Anyone even tow with this van? Found one that is a screaming deal. Just curious. Sold my Duramax (I know, save your comments ) and wanting to pull a 28RSDS. It states is has 10K towing capacity.....
Need your thoughts. I like all the room in there and the price is right


----------



## OregonCampin (Mar 9, 2007)

HogFansInMo said:


> Anyone even tow with this van? Found one that is a screaming deal. Just curious. Sold my Duramax (I know, save your comments ) and wanting to pull a 28RSDS. It states is has 10K towing capacity.....
> Need your thoughts. I like all the room in there and the price is right


Well, we pull with the F350 V-10, but not the van version. The only thing I will say is be prepared to purchase stock in the oil companies.....


----------



## 1jeep (Jul 24, 2007)

HogFansInMo said:


> Anyone even tow with this van? Found one that is a screaming deal. Just curious. Sold my Duramax (I know, save your comments ) and wanting to pull a 28RSDS. It states is has 10K towing capacity.....
> Need your thoughts. I like all the room in there and the price is right


There is a guy on trailerlife.com that has a e350 v10 and he was towing a huge trailer. His is also a dually and believe 4:56 gears, you might want to ask over there.


----------



## nrthmichcampers (Jul 16, 2005)

I bought a 2006 E350 V10 w/ 4.10 two years ago to tow our 31RQS. I can fit the six of us plus a friend or two in the van (plus our bikes) and have room to spare. Plenty of power and handles well with the equilizer hitch. The van is extremely durable as it is virtually on a commercial platform. Of course, the fuel mileage isn't great, but that is to be expected. I'm getting 10 around town this winter, but have gotten 16 at highway speeds on trips. I avg 9 towing, fully loaded.

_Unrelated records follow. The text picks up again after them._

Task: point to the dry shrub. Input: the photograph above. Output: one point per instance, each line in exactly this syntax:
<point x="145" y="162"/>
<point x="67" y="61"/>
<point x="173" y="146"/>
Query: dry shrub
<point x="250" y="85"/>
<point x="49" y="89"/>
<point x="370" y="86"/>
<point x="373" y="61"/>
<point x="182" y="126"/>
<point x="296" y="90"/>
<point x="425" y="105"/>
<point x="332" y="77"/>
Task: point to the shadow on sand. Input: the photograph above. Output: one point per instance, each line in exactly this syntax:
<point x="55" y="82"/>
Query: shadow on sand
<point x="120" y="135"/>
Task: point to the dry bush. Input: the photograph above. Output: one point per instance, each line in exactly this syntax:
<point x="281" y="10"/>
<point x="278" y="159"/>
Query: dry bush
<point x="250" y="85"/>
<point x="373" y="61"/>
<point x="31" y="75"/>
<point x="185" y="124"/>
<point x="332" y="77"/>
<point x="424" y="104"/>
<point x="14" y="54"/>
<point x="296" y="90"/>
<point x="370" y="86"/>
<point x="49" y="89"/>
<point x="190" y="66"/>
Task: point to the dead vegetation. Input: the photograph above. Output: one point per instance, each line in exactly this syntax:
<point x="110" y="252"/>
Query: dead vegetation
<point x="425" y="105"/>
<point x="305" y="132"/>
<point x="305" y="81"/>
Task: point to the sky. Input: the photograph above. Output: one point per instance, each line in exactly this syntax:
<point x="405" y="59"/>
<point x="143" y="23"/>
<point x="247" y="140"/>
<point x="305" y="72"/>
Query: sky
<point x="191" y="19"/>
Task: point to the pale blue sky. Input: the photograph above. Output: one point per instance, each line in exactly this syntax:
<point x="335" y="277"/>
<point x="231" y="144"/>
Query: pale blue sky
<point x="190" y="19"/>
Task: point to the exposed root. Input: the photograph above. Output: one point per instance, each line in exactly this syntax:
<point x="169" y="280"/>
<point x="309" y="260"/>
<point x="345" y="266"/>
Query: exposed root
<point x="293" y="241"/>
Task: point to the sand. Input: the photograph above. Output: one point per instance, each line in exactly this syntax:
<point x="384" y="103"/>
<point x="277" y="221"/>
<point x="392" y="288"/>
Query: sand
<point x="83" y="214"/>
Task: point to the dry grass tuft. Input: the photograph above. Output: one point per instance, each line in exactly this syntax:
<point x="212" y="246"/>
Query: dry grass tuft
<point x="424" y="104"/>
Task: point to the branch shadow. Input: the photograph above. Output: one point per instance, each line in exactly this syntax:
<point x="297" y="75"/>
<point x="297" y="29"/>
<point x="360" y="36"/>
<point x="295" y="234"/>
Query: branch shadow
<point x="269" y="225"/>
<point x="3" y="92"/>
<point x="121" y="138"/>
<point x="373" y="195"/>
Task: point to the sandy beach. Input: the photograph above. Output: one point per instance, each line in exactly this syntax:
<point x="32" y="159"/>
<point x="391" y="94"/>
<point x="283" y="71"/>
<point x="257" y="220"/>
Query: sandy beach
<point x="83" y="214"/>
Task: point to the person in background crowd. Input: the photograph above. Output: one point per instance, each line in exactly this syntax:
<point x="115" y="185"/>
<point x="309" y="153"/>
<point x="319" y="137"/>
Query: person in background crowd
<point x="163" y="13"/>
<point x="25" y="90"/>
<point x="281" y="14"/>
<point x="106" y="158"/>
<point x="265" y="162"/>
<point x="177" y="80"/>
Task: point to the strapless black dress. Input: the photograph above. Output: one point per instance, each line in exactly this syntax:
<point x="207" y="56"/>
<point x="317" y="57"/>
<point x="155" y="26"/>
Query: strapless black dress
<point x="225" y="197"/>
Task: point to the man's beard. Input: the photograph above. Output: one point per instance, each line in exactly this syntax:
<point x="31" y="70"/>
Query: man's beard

If you are looking for value, as we were, you can't beat it. When I bought this vehicle (with 1500 miles) it was about 1/3 the cost of a 3/4 ton used Suburban (we sold a 1/2 ton suburban for lack of power) There are quite a few of these out there with low miles (fleet / lease vehicles). If you have kids, you're probably going to want running boards as it is quite a hike up.....

Good luck!


----------